Brachymetatarsia is a relatively uncommon disorder of the foot, but one that is interesting in its discussion. “Brachy” means short and “metatarsia” refers to the metatarsal bones (the long bones in the middle of the foot). A short metatarsal is one that is 5mm or more shorter than the length that it “should” be when compared to the adjacent metatarsals.
Patients develop this disorder due to premature closure of the growth plate in the affected metatarsal while the surrounding metatarsals continue to grow at a normal rate. The premature growth arrest can be congenital (something that we’re born with) or acquired throughout childhood. Congenital disorders that tend to lend themselves to brachymetatarsia include Down’s Syndrome, Turner’s Syndrome or bone enlargement. The most commonly acquired causes of ‘brachymet’ include trauma to the growth plate or infection both of which also arrest growth in the bone.
Most commonly, the 4th metatarsal is affected, and patients usually know something isn’t right, not by the symptoms they experience, but simply by the appearance of their foot. Their primary complaint upon presentation to a Podiatrist is that their toe “looks funny!” They may relay symptoms of calluses with associated pain beneath the adjacent metatarsals, a dorsal corn on the affected toe that rubs with shoe-wear, or contractures of both the affected digit and the surrounding digits. However, the conversation always leads back to the look of the toe. That is, their primary concern is cosmesis!
After x-ray evaluation, your Podiatrist will determine how short the metatarsal is in relation to the adjacent metatarsals, and although the number in millimeters doesn’t mean much to you as the patient, it means a lot in terms of how your Podiatrist can correct for this abnormality, should you opt for surgical correction.
Conservative options for Brachymetatarsia only treat the associated symptoms and will not treat the look of the digit. Options for treating the associated symptoms include padding, orthotics and trimming of corns and calluses associated with the deformity. However, since the primary patient complaint is the appearance of the digit, it is common that the patient selects surgical intervention.
In terms of surgical intervention, there are two choices: one-stage lengthening of the metatarsal vs. gradual lengthening of the metatarsal.

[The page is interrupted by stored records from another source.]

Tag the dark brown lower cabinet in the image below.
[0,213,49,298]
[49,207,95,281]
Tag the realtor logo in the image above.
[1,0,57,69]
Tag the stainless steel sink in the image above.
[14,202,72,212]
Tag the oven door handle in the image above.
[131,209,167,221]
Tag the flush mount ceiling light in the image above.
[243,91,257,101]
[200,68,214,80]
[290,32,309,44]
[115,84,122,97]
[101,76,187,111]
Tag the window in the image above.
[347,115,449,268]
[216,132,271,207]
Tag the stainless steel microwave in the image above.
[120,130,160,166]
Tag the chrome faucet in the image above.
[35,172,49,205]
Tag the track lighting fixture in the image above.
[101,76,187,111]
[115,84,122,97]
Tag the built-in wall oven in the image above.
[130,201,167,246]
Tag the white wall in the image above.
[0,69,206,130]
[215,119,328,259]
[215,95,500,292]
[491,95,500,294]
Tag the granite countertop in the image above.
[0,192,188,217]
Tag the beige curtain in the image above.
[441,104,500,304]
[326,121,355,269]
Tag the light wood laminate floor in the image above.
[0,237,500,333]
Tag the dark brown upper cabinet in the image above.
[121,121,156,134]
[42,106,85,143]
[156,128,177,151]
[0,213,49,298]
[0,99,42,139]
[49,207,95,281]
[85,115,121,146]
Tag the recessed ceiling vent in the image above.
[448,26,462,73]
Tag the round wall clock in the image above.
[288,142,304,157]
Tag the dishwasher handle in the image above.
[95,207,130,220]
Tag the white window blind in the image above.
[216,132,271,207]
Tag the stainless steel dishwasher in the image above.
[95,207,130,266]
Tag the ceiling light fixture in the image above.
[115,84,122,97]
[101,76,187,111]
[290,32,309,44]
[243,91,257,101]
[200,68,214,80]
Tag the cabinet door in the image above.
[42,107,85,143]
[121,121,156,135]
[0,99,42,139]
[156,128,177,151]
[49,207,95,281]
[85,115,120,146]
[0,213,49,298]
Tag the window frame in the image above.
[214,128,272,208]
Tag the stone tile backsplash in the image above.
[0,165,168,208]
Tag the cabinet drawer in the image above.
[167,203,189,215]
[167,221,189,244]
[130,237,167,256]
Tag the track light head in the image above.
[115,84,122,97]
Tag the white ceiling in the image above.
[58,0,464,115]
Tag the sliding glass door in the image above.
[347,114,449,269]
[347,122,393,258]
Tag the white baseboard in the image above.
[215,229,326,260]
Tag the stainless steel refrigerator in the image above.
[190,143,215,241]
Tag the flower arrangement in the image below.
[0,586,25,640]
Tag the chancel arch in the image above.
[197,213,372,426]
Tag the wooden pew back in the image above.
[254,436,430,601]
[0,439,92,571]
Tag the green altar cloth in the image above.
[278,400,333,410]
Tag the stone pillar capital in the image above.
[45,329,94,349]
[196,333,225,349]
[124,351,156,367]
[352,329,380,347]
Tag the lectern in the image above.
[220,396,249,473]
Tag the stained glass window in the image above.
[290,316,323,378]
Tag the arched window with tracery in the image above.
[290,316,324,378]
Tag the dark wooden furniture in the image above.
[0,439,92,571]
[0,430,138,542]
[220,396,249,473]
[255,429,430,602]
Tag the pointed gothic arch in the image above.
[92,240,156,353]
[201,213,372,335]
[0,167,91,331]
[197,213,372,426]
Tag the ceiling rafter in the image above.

One-stage lengthening involves a surgical break of the bone with insertion of bone bank bone into the defect. This will achieve lengthening of the metatarsal in one stage, but does have complications that involve compromise of the nerves and blood vessels surrounding the digit. Gradual lengthening of the metatarsal also involves a surgical break of the metatarsal bone, but rather than filling the defect, a distraction device is applied to the foot. Over a period of several weeks the distraction device is turned so as to lengthen the area of defect, allowing the body to make its own bone. The healing process in gradual lengthening does take longer but limits the risk to the surrounding nerves and vessels.
Your Podiatrist will recommend the surgical procedure that will work best for your case, with regards to the amount of lengthening required and your postoperative weight-bearing limitations. Keep in mind, however, that with any surgical procedure, although you will lengthen the toe and improve the overall alignment of the foot, you will have a scar on the top of the foot. Careful consideration, before opting for surgical correction for your Brachymetatarsia, is necessary and it is a decision that should not be taken lightly.